Cossman played a key role internally at the university in making the project come to fruition. Having had conversations with key members of the Michigan athletic department, Cossman expressed her own belief that the university needed to do more in the way of promoting its facilities, both from a historical and recruiting standpoint. She got the finances and stadium access approved for O’Leary’s project despite Michigan already housing its own video production team.

“When I see something that I think has a lot of potential, I jump on board and I get really excited and I bust my butt to help see it through,” says Cossman.

Award-Winning Work on a Limited Budget

A common misconception is that working for a large school automatically means a huge budget at your disposal. That wasn’t the case with O’Leary who said the project cost no more than “a few thousand bucks.”

Michael O'Leary, left, poses with CSMA Master of Ceremonies Dave Cohen following his acceptance of the XOS Digital Award for College Sports Video of the Year.

“He’s his own shop basically,” says Cossman. “He told me from the get-go, I am way more affordable than anyone else you will find.”

O’Leary used a single camera (a Panasonic AG-HVX200), a tripod, and his own makeshift dolly with a PVC pipe track. He walked that around Michigan Stadium pulling in all of the shots and angles he wanted.

The rest of the budget went towards postproduction (editing and color correction were handled in Adobe After Effects), narration, and music licensing. But while much of the talk of video production seems to come down to dollars and cents, a project can never be great without two things: creativity and passion. For this effort, O’Leary had plenty of both to go around.

“He cares very much about his end product because it represents him, but in the long run it also represents his university,” says Cossman. “We care very much about things that represent us and we want it to reflect the character and integrity that our athletic department and university are known for and he did everything in such a classy way and that’s really how we like things done.”

When it came to recreating the images of some of the most iconic moments in the stadium’s history, O’Leary had to put in plenty of preparation to make sure he made the most of his access to the venue.

“I went into it knowing what historical footage I had and having been there for so long as a student I knew my way around and I knew what kind of shots I was going to get,” says O’Leary, who had produced nearly 40 videos for the University of Miami — one of which, The Great Storm, won a CSMA in 2010 for Best Special Feature. “I was pretty systematic about where I needed to get a shot and what piece of historical footage was going to go in that place.”

Proof Positive

O’Leary’s CSMA victory furthers the case that the college sports video landscape is being bolstered by the increased affordability of video production in the Internet era. O’Leary agrees that his video is proof that anyone with an original idea and a vision can produce something special.
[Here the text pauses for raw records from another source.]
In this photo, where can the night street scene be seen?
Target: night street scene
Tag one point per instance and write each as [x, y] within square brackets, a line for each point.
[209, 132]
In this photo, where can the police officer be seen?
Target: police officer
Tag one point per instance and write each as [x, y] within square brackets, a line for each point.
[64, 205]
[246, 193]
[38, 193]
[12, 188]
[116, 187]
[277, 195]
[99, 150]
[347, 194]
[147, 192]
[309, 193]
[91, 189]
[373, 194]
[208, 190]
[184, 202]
“I think the mistake that a lot of people make is trying to recreate something like an ESPN or HBO feature; something where those groups are really spending hundreds of thousands of dollars to produce a very short piece,” says O’Leary, “but if you do something that is both visually unique and thematically unique than a lot of the technical distinctions are kind of blurred and you can get away with using lesser-quality equipment.

“The best thing to do is to do something unique and creative.”